Did you have any other problems with the unreleased version of the library
that I sent you? There’s actually a lot of new behavior in there that hasn’t
been documented yet :-). (We’re trying to make the LDAP API a lot more
streamlined and intuitive.)

No problems here, but I only did testing with #search and #replace.
Everything worked fine.

I’ve noticed that the attribute names are downcased when they’re
returned in a search result (for example, ‘shadowFlag’
becomes :shadowflag). Couldn’t this cause problems with duplicate
attribute names? (I’m assuming LDAP is case-sensitive but I actually
don’t know).

Andre


#14

I addressed that in a different way, which may or may not be ideal.

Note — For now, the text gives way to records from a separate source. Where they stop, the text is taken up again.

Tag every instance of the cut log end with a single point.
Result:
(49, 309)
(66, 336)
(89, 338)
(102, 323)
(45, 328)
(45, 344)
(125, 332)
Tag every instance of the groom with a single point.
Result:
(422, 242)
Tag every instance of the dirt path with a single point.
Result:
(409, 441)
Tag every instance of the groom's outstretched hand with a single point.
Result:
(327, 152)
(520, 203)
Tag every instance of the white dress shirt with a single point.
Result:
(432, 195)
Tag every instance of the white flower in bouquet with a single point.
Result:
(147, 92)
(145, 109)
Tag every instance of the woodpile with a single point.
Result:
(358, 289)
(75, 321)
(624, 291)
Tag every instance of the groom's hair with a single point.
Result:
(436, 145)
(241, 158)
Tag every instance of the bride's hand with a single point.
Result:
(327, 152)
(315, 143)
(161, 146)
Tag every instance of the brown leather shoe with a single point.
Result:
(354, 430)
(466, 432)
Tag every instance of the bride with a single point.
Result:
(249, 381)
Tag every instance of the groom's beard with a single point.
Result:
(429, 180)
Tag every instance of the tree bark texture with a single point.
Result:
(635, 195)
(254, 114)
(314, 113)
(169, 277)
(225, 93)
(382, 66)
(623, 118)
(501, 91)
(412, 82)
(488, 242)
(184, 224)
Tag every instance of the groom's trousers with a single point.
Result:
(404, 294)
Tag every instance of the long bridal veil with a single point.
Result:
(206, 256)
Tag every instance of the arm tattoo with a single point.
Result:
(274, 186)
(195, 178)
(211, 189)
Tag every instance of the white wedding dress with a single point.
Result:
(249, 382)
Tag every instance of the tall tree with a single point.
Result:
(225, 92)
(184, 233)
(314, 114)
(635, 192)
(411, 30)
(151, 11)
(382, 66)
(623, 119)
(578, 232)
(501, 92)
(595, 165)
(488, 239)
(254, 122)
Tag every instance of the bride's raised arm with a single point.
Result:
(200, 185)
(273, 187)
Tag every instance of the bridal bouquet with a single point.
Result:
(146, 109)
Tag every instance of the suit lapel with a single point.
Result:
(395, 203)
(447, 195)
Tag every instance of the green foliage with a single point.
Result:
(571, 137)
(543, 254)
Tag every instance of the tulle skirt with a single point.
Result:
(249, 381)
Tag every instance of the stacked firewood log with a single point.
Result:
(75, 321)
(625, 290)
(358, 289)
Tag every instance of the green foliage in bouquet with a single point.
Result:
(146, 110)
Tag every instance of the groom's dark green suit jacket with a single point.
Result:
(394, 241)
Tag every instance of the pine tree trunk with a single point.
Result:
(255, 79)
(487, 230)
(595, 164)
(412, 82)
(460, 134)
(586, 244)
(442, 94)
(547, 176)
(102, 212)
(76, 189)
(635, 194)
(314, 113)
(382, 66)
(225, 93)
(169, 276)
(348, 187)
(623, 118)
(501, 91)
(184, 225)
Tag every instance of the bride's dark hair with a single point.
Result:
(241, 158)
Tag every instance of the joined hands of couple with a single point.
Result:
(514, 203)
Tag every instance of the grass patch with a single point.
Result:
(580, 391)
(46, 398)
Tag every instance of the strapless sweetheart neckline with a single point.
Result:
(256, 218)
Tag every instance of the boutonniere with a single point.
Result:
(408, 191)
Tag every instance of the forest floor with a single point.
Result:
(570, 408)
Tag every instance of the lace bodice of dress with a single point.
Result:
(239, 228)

The
object which comes back from #search has methods defined on it to match
the
attributes that were returned. And the method names are
case-insensitive.
You ought to able to say result.shadowFlag and get the result you
expect.
Try it.


#15

I thought about it some more and I realized you’re right. The original
motivation for returning canonical attribute names was that there’s no
guaranteeing what an LDAP server will actually return (in regard to case
of
attribute names), so I figured it would be least surprising to the
programmer to get back a standard form (all lower-case). That probably
does
make sense when you don’t specify which attributes you want back. But it
doesn’t make any sense otherwise, especially given that a core goal of
Net::LDAP is to hide the messiness of the LDAP wire protocol. I’m going
to
change the code accordingly, and I appreciate your suggestion.


#16

On Thu, 2006-05-18 at 04:54 +0900, Francis C. wrote:

LDAP attribute names are usually not case-sensitive. I had a couple of
reasons for handling those the way I did, but I can be persuaded
otherwise!

Well, my only argument is that if I search for something, I’d expect
that the return result to include the same attribute name that I
searched for.

It’s nothing overly important, I was just writing some unit tests and
was surprised to see that results[:shadowFlag] was nil, so I had to dump
the whole results to find out the key is actually :shadowflag.

Andre


#17

On Thu, 2006-05-18 at 06:07 +0900, Francis C. wrote:

I’m going to
change the code accordingly, and I appreciate your suggestion.